|Nurit Bat-Yaar in a 60s "Maskit" poster, seated among hand-woven rugs.|
|Nurit Bat-Yaar in the 60s orange-picking postcard taken by Hana Landes.|
|Nurit Bat-Yaar in a 60s ad for "Ets Ha-zait"|
|Nurit Bat-Yaar as a 60s cover-girl for La-Isha weekly magz. (Anna Landes, photo)|
|Nurit Bat-Yaar modeling for a 60s "Tseva" calander ad. Photo by Berger.|
One day, my father who had a studio in which he and his staff created olive-wood artifacts such as large decorative fruit bowls with the original-natural wood bark around them, desk pen-holders and other souvenirs from the holy-land, asked me if I'd be willing to take a small package of olive-wood buttons somewhere, since his delivery boy didn't show up that day.
Little did I know that he would be sending me to Israel's leading fashion designer, "Maskit"'s Fini Leitersdorf, the creator of unique Israeli style and that the elongated olive-wood buttons were intended for her fabled hand-woven desert coats and duffel coats. Returning home, my parents reported to me that the designer had called them and expressed her wish I would become her model. I recalled those news-reel pre-movies fashion shows I had seen and said "Thanks, but no thanks!" I couldn't picture myself strolling like those aunties, seeing nothing common between them and me.
About 6 months later "Maskit"'s Fini Leitersdorf called my parents again. This time she said she was opening the first "Maskit" modeling course. It would be a very exclusive course taught to girls that only she or Noa Eshkol (daughter of Prime Minister Levi Eshkol) who would teach movement know personally. My mother said: "You don't necessarily have to become a model, but taking the course might contribute to your stature etc." I finally agreed to join with one condition, that I wouldn't be obliged to wear stiletto heels or wear lipstick (in those days I preferred eye make-up with the younger look of natural lips). Fini responded by saying that at "Maskit" you could even model barefoot.
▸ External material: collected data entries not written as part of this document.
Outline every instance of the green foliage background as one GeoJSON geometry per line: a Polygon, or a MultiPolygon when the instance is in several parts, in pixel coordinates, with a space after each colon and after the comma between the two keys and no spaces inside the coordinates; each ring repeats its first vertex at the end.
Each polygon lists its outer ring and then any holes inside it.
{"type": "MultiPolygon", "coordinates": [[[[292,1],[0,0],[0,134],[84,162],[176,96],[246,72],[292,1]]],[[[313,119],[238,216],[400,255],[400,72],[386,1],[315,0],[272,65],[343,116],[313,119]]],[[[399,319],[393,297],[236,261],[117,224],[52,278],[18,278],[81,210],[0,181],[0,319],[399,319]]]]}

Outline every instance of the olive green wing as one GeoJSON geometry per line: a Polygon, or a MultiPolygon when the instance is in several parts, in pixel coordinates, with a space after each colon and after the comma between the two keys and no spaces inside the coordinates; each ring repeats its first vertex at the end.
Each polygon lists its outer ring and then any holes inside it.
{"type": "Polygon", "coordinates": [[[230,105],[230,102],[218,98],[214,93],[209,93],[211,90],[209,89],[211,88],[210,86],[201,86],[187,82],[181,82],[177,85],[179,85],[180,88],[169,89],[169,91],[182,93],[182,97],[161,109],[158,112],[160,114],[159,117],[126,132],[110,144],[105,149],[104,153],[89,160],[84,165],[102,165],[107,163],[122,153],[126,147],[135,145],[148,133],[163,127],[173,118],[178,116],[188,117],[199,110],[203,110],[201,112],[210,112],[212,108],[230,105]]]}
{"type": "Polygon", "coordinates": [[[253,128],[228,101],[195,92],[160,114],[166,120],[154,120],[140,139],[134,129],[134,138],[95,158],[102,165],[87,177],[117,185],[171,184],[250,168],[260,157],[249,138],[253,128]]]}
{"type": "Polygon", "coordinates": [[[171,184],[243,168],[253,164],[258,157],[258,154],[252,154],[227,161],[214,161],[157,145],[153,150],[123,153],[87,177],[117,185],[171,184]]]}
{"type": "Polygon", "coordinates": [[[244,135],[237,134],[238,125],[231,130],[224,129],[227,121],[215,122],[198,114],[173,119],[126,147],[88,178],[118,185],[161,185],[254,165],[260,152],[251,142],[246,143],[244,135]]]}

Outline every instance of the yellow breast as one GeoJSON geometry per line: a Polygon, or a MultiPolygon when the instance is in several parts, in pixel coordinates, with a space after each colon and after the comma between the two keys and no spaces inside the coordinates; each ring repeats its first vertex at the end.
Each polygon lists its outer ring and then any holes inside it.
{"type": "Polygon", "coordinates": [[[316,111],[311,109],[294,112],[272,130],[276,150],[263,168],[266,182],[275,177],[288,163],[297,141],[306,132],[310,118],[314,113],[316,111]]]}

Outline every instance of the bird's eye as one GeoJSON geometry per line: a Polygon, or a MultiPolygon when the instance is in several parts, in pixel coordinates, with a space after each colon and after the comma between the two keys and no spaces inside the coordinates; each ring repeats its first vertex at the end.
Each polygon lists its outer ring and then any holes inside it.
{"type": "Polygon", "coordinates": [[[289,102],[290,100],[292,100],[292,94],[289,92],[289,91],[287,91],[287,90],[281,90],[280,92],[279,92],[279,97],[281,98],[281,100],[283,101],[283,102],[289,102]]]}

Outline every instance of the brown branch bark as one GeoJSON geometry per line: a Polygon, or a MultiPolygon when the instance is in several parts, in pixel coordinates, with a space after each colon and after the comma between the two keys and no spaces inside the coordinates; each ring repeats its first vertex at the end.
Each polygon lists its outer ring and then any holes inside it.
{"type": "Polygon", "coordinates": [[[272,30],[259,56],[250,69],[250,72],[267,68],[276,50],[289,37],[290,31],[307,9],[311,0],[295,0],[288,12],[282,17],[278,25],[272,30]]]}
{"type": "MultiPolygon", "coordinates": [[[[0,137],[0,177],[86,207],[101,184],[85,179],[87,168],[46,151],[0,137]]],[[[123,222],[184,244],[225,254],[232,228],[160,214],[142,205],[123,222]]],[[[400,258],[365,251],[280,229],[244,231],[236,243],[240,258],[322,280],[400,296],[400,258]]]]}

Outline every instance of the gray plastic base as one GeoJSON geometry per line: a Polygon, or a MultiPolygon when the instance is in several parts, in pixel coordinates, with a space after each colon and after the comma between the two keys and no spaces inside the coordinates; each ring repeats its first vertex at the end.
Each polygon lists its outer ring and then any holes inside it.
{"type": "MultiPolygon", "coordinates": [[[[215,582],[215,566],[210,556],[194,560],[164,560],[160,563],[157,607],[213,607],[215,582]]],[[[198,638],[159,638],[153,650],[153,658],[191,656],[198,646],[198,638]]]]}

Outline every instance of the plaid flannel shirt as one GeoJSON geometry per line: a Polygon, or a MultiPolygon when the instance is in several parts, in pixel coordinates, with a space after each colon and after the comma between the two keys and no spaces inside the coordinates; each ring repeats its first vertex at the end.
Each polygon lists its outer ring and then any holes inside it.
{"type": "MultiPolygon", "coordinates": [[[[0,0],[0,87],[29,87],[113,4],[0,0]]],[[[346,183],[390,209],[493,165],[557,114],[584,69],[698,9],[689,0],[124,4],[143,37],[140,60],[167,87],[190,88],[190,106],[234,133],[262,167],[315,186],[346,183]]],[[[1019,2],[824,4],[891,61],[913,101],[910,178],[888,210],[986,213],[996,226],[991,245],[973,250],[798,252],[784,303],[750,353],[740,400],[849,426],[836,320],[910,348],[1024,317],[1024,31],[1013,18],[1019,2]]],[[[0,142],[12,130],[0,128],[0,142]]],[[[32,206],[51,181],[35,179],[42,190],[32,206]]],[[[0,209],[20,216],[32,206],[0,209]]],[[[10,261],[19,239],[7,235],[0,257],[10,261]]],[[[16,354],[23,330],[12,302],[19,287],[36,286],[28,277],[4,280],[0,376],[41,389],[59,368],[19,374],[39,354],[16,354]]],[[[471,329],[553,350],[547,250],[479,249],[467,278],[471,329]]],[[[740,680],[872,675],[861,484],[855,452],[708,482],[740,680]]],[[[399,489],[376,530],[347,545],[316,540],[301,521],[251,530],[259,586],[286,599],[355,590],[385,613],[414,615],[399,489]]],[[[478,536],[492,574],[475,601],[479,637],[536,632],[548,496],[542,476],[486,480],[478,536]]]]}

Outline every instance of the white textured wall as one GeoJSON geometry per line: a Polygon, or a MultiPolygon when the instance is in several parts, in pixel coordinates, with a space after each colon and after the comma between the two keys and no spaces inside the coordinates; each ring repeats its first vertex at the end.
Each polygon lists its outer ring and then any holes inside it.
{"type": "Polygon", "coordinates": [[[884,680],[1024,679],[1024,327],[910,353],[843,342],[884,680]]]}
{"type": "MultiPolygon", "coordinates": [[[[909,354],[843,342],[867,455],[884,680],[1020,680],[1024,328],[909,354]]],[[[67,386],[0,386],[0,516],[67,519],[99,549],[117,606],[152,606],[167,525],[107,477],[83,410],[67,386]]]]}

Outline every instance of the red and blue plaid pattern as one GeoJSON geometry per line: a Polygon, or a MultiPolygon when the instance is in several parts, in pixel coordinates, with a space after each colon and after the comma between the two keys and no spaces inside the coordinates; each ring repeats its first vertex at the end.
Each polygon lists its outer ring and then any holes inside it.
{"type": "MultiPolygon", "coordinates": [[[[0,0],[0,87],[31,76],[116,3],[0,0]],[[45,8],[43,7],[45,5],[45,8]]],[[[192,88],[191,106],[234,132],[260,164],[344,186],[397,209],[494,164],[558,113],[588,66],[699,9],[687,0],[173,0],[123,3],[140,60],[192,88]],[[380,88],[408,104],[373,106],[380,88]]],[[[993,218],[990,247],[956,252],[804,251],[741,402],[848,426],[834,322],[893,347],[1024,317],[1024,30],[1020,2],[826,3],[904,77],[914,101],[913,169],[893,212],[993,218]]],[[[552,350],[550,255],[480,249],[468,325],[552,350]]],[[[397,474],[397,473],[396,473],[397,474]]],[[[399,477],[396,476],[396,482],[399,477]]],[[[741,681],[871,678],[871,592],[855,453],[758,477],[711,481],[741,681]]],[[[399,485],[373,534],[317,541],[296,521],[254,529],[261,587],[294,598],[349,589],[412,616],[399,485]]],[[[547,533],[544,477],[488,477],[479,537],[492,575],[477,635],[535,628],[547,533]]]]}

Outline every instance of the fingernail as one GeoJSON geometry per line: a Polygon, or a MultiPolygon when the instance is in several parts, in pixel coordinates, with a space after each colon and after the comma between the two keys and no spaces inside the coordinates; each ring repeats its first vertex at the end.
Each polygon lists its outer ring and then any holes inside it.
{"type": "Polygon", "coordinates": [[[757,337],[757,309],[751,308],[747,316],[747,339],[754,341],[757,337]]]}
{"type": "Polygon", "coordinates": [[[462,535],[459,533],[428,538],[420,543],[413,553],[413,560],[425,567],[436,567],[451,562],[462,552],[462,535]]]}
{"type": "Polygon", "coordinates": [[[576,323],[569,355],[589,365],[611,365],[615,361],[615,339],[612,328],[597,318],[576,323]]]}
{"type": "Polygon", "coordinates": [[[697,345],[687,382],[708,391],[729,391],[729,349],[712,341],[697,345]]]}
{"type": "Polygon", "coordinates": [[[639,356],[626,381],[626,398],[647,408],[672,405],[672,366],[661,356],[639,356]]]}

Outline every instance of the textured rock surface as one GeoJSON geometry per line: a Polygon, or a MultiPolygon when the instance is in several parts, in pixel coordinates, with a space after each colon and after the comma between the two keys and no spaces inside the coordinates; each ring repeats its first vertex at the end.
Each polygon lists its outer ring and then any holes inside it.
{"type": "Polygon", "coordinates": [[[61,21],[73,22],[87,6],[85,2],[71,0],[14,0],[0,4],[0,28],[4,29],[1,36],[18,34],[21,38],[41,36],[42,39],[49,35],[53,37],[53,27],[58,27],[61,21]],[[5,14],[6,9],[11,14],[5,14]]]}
While attending the modeling course, I also studied fashion illustration with Riki Ben-Ari. At the end of the modeling course, there was a press fashion show. "La-isha" weekly magz. wrote about me: "She resembles Brigitte Bardot said the viewers when Nurit passed by them". In "The Jerusalem Post" they wrote: Among the most promising models is the blond girl Nurit". "Haolam Haze" weekly mag. made a very nice "Girl of the week" item about me. In no time, Fini's friend opened a modeling agency and told me I have many photography modeling offers awaiting for me. I gave it a try, and found out it to be more enjoyable than what I had thought, and have decided to give it a go. At the same time I was attending Fini Leitersdorf's studio and serving as her in-house model on whom she created some of her most stunning creations.
At one point, after an orange-picking postcard of mine became a big hit among U.N soldiers stationed in the Gaza strip who received it with their Israeli Foreign Office sent Christmas presents - Eli Tavor of "Haolam Haze" came to interview me about it. After discussing my modeling career as those days' most sought-after photography model - Eli asked me what else interested me. At this point, I showed him my fashion illustrations and was invited to a meeting with the mag. editor-in-chief Uri Avneri who suggested I present him with a trial page about fashion and life-style. I called it "Cherchez La Femme." And the rest is history.